Я спросил про Дон Хуана, и улыбка тотчас слетела с его губ.

— Я за него очень тревожусь. Знаете… — Он только теперь снял шляпу и извинился за рассеянность. — Возникло редчайшее осложнение. Душа моего хозяина за минувшую ночь раза два покидала тело.

— Подумать только! И это вы, такой знаток по этой части, толкуете о душе, словно о банальном воздушном шарике, который может взять да и улететь.

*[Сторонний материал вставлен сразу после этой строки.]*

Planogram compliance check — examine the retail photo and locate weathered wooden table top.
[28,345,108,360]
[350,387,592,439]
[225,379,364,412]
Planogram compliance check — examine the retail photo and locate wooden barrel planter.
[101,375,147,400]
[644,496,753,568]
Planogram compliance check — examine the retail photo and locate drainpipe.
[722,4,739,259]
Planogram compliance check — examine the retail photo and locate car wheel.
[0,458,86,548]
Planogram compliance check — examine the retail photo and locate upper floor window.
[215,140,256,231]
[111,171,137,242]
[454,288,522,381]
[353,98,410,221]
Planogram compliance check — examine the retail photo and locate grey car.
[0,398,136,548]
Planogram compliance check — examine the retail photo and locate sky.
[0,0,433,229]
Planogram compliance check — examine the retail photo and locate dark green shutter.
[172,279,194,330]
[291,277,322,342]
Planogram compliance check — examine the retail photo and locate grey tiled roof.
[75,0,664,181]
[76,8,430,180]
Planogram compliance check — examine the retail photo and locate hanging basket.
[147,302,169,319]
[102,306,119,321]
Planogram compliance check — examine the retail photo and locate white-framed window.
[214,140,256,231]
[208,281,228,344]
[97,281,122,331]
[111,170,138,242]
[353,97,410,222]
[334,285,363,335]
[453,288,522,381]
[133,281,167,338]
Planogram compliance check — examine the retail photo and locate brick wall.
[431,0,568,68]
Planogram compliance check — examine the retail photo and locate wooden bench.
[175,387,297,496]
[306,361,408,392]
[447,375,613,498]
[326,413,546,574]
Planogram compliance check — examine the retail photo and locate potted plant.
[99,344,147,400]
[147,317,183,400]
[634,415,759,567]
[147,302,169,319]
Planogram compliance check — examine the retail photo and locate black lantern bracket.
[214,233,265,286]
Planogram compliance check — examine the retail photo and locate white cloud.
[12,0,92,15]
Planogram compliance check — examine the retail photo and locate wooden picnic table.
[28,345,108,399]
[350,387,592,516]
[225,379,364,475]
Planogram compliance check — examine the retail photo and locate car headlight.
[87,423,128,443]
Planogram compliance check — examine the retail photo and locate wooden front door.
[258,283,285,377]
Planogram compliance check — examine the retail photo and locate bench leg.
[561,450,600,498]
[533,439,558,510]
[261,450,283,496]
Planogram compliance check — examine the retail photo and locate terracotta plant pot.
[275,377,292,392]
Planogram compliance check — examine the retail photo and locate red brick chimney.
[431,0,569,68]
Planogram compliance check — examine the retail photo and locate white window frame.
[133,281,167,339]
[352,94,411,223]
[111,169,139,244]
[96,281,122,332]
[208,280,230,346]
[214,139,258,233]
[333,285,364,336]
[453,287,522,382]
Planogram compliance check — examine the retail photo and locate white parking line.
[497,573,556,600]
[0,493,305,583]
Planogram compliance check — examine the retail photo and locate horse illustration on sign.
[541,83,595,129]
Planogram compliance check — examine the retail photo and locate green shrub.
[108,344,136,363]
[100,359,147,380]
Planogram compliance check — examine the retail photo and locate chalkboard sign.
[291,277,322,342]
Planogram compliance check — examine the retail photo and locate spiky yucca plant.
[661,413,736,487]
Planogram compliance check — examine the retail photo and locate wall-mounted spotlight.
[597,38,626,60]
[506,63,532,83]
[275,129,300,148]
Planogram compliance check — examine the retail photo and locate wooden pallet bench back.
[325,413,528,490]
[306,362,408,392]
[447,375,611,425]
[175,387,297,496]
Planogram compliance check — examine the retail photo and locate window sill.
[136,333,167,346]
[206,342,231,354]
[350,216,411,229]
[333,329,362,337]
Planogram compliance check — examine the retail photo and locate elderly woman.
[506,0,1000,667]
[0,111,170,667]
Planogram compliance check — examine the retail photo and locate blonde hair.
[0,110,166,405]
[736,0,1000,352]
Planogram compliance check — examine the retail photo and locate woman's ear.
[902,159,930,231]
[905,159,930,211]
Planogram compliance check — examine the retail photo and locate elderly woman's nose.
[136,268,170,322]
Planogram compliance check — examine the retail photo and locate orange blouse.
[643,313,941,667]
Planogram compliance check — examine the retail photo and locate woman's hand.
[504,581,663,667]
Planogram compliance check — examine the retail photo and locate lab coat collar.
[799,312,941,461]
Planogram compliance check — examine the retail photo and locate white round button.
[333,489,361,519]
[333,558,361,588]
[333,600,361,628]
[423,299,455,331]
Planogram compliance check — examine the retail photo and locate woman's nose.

— О душе, друг мой, нам ведомо весьма мало, почти ничего; но речь теперь не о том. Скверно, очень скверно, что Дон Хуан долгое время провел без своей души. — Он сел и отер ладонью со лба несуществующий пот. — Вспомнить не могу без ужаса. Его уж сочли за покойника. Но я-то, я-то знал, что умереть он не может, и, само собой, сцепился с врачом. Только под утро, часика эдак в три, он снова подал признаки жизни.

— Каталепсия?

— А вам все охота отыскивать легкие объяснения для вещей необъяснимых… Но я кровно заинтересован, чтобы Дон Хуан побыстрее выкарабкался, иначе сорвется наша поездка в Испанию. Нам непременно надо выехать дней через восемь-десять. Мы посещаем Испанию каждый год, чтобы увидеть новые представления о Тенорио.

А что, интересно, делает сейчас Соня? Холит и лелеет в душе своей семя Дон Хуана? Все так же заворожена мыслью о мистическом материнстве, которое она для себя выдумала?

— Что вы намерены сегодня делать? — спросил вдруг Лепорелло.

— Ничего. Я вообще не понимаю, почему и зачем я тут.

— Ну, прежде всего, чтобы помочь Соне.

— Соне? Ах да, той девушке!

Лепорелло расхохотался.

— Точно так же ответила мне сегодня утром и она, каких-нибудь полчаса назад, когда я упомянул о вас: «Ах да, тот господин!» Но Соня говорила искренне, а вот ваше безразличие напускное. Ведь вы только что думали…

Я в бешенстве грохнул кулаком по столу.

— Катитесь ко всем чертям! Я сыт по горло вашими играми в чтение чужих мыслей! Знайте, ни малейшего восторга у меня эти фокусы не вызывают. Мало того, не так давно в Мадриде я посетил одну ясновидящую, бедную женщину, жалкую, как бездомная кошка, так вот, она подробно рассказала, о чем я думаю, только ей и в голову не приходило устраивать из этого спектакль.

— Знаю я ее, — невозмутимо бросил Лепорелло. — Она живет на улице Виктора Прадеры, в доме номер восемьдесят семь, а зовут ее Соледад. И нет ничего удивительного, что вас к ней занесло: среди ее клиентов полно интеллектуалов. Да, она обладает великим даром.

— У вас есть одно преимущество — вы умнее.

— Это точно, куда как умнее. Благодарю.

— Но если вы опять вздумаете намекать, что вы бес, я не стану с вами больше разговаривать.